L’analista inglese Colin Trainor, sul suo blog stasbomb, ha analizzato i numeri della difesa della Roma dopo Roma-Udinese, utilizzando una formula che calcola la pericolosità dei tiri in base ad alcuni parametri tra cui il numero totale e la posizione. Stando ai numeri sarebbe stato logico aspettarsi che la Roma subisse qualche gol in più di dell'unico gol subito al tempo di quell’analisi (e che ne avesse segnato qualcuno in meno, considerando che molti tiri dei giallorossi provengono da lontano). È vero che la Roma costringe le squadre avversarie a tirare da fuori area (il dato aggiornato con le ultime partite è il 68% dei tiri totali; Juve e Napoli si avvicinano con il 61% e 60%), che i tiri da dentro l’area sono solo una percentuale ridotta (31%) e che una porzione ridicolmente bassa (1%) arriva da dentro l’area piccola (Napoli e Inter arrivano al 4%); ma in generale la Roma subisce più tiri a partita (11,2) della Juventus (8) che però ha subito più del triplo dei suoi gol. L’Inter che subisce più o meno gli stessi tiri (11,3) ha preso il quadruplo esatto dei gol della Roma.

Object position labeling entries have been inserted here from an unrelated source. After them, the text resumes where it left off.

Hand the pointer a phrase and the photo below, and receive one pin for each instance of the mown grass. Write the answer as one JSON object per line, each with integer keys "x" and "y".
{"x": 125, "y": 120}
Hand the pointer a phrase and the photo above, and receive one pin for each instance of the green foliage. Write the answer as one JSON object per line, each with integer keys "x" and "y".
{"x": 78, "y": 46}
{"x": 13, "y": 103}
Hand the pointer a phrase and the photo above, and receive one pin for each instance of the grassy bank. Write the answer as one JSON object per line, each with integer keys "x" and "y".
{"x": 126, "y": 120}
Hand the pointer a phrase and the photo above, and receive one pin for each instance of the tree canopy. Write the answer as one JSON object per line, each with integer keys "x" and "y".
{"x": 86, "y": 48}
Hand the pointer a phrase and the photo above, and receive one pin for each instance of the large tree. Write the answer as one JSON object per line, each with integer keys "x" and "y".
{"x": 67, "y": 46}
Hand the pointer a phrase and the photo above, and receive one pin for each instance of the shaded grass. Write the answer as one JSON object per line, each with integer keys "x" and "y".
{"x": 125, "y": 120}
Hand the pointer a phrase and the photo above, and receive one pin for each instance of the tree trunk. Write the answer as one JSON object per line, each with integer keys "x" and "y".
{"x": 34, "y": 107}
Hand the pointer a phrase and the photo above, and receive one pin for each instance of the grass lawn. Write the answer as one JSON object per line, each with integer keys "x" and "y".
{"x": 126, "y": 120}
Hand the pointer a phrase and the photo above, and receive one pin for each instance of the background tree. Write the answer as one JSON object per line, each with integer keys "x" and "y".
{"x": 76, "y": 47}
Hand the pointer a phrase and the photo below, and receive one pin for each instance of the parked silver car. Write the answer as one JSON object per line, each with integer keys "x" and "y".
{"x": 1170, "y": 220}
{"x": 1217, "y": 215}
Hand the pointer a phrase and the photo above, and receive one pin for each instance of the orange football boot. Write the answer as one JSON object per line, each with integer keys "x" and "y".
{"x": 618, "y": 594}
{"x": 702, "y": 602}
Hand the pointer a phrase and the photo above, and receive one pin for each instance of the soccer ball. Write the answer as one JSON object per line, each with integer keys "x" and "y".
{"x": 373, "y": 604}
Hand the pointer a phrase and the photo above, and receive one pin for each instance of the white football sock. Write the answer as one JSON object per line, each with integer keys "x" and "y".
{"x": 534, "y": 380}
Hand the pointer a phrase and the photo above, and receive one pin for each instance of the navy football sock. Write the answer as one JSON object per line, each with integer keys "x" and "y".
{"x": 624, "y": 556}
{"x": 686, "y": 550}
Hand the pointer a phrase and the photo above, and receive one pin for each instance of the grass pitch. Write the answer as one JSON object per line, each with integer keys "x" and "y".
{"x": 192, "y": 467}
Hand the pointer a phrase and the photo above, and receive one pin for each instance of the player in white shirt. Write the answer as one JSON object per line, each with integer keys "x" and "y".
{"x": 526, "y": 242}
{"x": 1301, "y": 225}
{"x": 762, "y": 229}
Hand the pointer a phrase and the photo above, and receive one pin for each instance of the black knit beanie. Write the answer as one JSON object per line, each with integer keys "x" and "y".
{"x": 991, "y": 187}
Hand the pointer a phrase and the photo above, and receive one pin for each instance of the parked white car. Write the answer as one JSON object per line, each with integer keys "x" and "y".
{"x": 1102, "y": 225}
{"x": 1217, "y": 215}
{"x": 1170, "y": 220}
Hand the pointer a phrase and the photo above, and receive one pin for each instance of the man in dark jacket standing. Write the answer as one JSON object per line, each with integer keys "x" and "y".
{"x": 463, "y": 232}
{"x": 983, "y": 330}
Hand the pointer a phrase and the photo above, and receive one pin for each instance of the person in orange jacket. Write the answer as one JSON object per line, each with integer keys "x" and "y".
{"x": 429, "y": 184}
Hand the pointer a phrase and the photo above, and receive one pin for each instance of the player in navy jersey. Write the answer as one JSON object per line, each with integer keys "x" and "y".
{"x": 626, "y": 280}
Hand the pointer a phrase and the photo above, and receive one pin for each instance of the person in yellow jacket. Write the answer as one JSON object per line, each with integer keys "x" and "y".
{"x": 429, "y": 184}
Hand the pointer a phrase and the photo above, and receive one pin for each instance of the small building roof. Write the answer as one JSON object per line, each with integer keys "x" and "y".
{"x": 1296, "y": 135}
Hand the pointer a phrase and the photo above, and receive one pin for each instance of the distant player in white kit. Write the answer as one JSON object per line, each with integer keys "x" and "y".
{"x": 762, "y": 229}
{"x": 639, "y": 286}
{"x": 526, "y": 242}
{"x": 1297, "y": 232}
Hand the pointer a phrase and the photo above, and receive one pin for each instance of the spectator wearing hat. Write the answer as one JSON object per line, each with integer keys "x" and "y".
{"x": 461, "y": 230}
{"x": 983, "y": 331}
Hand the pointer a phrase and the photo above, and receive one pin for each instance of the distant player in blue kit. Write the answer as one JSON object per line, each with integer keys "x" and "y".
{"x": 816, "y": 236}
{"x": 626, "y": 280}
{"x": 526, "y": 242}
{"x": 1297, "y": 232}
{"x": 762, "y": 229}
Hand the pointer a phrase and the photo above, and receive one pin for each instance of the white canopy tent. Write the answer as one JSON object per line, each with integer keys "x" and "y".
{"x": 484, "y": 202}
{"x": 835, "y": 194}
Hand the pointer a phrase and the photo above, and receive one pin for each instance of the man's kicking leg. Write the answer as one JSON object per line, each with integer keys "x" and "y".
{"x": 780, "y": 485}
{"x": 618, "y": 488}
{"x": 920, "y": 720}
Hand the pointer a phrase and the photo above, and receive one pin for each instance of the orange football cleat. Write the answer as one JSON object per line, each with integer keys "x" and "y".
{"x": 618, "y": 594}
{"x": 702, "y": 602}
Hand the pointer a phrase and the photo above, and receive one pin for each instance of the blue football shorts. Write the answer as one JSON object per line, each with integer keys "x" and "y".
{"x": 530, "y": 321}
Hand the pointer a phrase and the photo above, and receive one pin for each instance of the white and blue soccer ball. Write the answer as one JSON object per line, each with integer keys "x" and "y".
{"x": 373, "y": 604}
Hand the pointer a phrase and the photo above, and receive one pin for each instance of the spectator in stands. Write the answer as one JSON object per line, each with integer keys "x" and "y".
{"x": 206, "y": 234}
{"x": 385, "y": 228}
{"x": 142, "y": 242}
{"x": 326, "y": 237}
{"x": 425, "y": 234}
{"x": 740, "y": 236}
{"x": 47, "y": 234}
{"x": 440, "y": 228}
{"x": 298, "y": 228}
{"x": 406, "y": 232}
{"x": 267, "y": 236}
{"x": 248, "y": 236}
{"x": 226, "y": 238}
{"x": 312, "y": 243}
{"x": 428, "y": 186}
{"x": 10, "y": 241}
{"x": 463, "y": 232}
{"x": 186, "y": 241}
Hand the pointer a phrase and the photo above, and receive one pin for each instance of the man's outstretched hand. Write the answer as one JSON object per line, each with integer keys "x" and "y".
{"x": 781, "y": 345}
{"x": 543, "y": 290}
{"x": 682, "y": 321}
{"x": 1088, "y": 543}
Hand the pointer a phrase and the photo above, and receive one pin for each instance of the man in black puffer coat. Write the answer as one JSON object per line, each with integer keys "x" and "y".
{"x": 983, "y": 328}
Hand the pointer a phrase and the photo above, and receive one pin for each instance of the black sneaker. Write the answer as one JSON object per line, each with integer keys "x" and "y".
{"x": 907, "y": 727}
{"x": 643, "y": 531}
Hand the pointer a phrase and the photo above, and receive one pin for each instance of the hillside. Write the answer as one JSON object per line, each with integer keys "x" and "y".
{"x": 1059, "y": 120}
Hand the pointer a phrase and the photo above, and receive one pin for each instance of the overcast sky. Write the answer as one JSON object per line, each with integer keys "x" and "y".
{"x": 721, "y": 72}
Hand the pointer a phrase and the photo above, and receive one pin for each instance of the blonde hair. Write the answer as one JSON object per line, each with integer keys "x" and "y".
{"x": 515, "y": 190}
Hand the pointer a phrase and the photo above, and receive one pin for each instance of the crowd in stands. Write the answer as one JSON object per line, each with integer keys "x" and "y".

I tiri subiti dalla Roma, in cui spicca il gran numero di tiri respinti (in nero) e la quasi totale assenza di puntini nell'aria piccola. Si nota anche che i pali di Guarin e Muriel erano in realtà tiri particolarmente belli da fuori.
Il dato interessante secondo Colin Trainor è quello dei tiri respinti (da giocatori che non sono il portiere). La Roma respinge 4 tiri a partita: la Juve 1,5, il Napoli 2,9, l’Inter 2,6 e la Fiorentina 3,6. Sui 134 tiri subiti ne è stato respinto il 35% (ai tempi del pezzo di Trainor la Roma faceva ancora meglio bloccando il 41% dei tiri totali, il Catania che a quei tempi era secondo con il 30%, nel frattempo è sceso al 21,4%). La considerazione di Trainor, ancora valida, a partire dal numero di tiri respinti è che magari la Roma non lascia tirare mai completamente senza pressione, anche quando un difensore non riesce a respingere il tiro l’attaccante è spinto all’errore.
Insomma, non c’è niente che spieghi davvero il miracolo delle 10 partite vinte subendo solo 1 gol, o delle 12 partite senza sconfitta con appena 3 gol incassati; così come non c’è da stupirsi se la Roma ha subito due gol in due partite consecutive. C’era da aspettarsi che le cose si normalizzassero, e a mio avviso i problemi in attacco hanno contribuito a quelli difensivi. Anche una rosa competitiva di soli dodici/tredici giocatori è un limite oggettivo (contro il Sassuolo hanno finito in avanti Marquinho, Ljajić e Caprari) per la corsa al titolo, ma non va dimenticato che fino a qualche mese avrebbe suonato ridicolo anche solo parlare di “corsa al titolo”.
La Roma di Rudi è già così, secondo me, la Roma migliore dai tempi di Spalletti. Certo, Rudi non le vincerà tutte, prenderemo magari qualche gol evitabile, pareggeremo ancora (sempre) in casa con delle neopromosse, ma chi ha pensato che il calcio si fosse fermato lo scorso 26 maggio si sbagliava. Non aveva ancora guardato Rudi negli occhi.